Residential homes are often protected from burglary by locked doors and locked windows (Figure 1), and occasionally by more substantial measures such as barred windows (Figure 2).
However, none of that helps once an intruder breaches the perimeter of the home: once they’re inside, they are free to loot at their leisure—an unoccupied home has no further internal defenses.
In order to make the inside of a home burglary-resistant without resorting to illegal booby traps, we can just create a security system that makes the interior of the home extremely unappealing to traverse.
One approach might be to have sliding metal dividers that can be raised out of the floor when all residents leave (Figure 3). This would make it nearly impossible to navigate the home while the system was armed, yet would not pose any threat to the residents in case of accidental deployment.

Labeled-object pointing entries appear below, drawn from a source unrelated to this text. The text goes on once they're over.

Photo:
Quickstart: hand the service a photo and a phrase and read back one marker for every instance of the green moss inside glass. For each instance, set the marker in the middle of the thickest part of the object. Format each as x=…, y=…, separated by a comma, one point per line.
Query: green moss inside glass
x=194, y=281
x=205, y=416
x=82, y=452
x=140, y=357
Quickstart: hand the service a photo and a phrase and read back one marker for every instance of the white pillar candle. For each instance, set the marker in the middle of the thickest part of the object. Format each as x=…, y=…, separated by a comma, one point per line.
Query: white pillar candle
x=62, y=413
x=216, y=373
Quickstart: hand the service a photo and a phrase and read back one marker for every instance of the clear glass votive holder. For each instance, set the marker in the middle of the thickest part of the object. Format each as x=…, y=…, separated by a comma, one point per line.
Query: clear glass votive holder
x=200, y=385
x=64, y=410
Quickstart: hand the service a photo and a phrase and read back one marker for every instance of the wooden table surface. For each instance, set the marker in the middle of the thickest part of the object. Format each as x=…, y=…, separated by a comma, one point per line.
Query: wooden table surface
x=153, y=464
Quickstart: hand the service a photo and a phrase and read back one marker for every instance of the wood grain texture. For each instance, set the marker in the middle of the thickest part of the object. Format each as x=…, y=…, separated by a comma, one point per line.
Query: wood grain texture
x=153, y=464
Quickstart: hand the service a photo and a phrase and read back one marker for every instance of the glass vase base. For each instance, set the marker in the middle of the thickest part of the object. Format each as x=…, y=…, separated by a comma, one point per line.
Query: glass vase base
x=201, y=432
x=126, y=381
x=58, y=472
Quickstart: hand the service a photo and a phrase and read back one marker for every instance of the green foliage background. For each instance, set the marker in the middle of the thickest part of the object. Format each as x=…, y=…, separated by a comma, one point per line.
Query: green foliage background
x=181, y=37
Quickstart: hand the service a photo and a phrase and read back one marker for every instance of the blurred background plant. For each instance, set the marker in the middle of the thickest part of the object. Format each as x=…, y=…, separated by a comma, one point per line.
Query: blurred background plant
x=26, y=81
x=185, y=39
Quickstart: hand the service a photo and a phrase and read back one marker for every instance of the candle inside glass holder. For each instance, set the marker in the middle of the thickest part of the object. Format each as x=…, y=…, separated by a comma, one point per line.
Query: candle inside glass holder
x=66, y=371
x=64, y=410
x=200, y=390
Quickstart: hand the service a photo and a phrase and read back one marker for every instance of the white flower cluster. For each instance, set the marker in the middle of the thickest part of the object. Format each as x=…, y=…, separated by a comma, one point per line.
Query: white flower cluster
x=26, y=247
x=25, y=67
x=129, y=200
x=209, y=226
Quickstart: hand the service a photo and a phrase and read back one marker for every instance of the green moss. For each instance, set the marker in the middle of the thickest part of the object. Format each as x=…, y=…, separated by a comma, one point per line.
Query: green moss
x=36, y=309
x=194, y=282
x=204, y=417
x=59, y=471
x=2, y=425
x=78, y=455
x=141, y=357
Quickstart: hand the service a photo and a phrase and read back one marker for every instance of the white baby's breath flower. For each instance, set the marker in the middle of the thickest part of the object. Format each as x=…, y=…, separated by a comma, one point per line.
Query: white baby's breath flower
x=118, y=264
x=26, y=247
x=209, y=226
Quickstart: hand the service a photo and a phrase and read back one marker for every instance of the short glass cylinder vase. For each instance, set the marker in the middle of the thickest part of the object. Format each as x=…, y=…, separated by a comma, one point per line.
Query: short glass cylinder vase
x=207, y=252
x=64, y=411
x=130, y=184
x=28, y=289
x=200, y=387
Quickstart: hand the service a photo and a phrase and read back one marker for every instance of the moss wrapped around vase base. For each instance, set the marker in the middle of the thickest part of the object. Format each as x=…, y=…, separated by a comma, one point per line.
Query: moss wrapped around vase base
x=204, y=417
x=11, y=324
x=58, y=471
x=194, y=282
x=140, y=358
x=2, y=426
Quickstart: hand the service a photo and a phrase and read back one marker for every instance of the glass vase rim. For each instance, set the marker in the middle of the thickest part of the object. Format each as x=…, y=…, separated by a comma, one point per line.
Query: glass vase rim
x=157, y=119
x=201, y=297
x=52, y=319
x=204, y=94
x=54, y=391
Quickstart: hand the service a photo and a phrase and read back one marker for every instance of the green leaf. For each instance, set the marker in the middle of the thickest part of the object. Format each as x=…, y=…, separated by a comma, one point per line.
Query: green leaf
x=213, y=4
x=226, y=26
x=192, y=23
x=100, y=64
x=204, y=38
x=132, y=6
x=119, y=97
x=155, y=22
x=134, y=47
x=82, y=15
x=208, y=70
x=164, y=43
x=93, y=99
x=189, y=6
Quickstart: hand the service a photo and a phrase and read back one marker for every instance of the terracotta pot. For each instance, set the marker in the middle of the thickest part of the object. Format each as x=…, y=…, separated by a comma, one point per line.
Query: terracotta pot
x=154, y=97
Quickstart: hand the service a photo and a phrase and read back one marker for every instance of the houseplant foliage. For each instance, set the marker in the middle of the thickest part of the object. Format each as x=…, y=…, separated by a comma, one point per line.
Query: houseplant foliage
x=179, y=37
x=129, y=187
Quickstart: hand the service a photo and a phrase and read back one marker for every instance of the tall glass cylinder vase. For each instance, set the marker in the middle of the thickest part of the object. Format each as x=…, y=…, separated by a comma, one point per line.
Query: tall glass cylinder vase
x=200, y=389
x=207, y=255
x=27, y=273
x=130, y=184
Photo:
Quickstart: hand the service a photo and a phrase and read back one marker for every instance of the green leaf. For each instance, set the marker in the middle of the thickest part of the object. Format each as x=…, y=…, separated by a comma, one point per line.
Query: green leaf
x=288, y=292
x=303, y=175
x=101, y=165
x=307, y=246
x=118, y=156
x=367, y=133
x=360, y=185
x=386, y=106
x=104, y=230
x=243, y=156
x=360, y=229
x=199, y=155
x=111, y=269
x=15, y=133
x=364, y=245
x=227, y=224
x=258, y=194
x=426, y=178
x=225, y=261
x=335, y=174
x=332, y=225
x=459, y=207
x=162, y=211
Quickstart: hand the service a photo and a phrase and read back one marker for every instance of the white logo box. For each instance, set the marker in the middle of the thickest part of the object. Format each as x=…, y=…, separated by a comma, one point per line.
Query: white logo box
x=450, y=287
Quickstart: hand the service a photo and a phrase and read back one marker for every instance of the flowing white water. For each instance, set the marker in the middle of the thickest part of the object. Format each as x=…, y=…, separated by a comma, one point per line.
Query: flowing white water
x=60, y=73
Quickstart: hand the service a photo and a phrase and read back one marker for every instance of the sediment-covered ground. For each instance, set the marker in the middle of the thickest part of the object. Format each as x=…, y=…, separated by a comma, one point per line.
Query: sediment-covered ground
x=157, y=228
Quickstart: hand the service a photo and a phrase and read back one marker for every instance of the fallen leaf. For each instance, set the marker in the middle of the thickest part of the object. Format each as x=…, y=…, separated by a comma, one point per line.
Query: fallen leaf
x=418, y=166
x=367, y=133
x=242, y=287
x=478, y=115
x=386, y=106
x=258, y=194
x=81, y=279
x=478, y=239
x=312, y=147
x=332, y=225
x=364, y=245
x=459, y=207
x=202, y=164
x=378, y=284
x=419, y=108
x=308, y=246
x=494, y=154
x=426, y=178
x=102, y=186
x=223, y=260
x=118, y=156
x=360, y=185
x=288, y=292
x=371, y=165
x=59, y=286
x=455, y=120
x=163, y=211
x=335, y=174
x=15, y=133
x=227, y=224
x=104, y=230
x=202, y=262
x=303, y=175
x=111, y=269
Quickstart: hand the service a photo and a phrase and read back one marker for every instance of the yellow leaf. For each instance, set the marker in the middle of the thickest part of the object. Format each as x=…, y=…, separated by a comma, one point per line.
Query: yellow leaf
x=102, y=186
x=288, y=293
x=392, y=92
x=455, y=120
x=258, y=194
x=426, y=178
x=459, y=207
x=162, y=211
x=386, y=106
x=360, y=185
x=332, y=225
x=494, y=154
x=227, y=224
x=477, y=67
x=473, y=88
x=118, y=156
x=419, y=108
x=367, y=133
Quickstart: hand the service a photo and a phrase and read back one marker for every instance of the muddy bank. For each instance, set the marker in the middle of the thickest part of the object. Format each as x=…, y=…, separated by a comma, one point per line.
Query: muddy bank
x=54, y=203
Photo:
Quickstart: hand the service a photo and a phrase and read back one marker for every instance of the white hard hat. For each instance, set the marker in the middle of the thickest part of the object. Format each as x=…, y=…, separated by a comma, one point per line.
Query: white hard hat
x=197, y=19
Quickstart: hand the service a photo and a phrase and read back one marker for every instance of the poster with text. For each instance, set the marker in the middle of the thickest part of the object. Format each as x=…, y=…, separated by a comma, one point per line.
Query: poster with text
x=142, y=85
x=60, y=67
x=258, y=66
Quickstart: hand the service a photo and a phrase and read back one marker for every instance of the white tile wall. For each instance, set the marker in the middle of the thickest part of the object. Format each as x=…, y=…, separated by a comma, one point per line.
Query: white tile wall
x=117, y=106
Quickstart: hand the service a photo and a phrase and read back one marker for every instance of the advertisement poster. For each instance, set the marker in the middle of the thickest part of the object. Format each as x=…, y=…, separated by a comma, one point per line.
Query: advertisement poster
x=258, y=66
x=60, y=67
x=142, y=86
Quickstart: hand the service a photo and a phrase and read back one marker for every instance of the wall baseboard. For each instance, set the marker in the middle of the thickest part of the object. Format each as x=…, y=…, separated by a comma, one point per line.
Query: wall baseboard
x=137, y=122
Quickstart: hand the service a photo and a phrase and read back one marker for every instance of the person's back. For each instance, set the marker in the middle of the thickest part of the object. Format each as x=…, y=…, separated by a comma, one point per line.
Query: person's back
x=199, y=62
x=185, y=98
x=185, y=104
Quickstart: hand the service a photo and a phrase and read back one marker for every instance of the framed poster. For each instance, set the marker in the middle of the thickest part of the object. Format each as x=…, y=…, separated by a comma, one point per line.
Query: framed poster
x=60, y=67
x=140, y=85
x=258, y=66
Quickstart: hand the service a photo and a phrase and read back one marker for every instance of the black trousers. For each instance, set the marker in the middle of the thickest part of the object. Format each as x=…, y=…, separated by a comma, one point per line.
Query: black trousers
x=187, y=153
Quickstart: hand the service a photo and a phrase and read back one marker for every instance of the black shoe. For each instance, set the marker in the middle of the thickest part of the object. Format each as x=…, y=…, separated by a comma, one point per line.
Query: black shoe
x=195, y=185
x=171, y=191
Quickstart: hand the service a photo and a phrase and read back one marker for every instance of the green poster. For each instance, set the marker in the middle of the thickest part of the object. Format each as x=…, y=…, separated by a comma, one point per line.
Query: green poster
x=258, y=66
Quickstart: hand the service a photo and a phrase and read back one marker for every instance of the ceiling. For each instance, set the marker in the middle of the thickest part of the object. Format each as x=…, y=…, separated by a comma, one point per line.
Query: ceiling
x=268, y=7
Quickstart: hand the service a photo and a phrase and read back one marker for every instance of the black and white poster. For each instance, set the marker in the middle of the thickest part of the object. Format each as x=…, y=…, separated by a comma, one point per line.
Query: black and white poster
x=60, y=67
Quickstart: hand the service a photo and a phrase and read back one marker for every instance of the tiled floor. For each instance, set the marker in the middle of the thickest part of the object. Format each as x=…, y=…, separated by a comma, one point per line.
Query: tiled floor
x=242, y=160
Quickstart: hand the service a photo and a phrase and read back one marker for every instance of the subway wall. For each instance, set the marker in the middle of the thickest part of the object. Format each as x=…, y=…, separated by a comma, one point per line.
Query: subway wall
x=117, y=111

The metal-slat security system described in Figure 3 would be expensive to install, since it would require an elaborate floor mechanism. For home remodeling on a budget, see the simplified (but equally effective) proposal in Figure 4.
Next time you consult your architect for constructing a new mansion, make sure to keep these home-defense tips in mind.
PROS: Prevents thieves from stealing hundreds of dollars worth of televisions and cell phone chargers from your residence!
CONS: Might be over-complicated compared to the lower-tech version of just putting medieval portcullises between each room.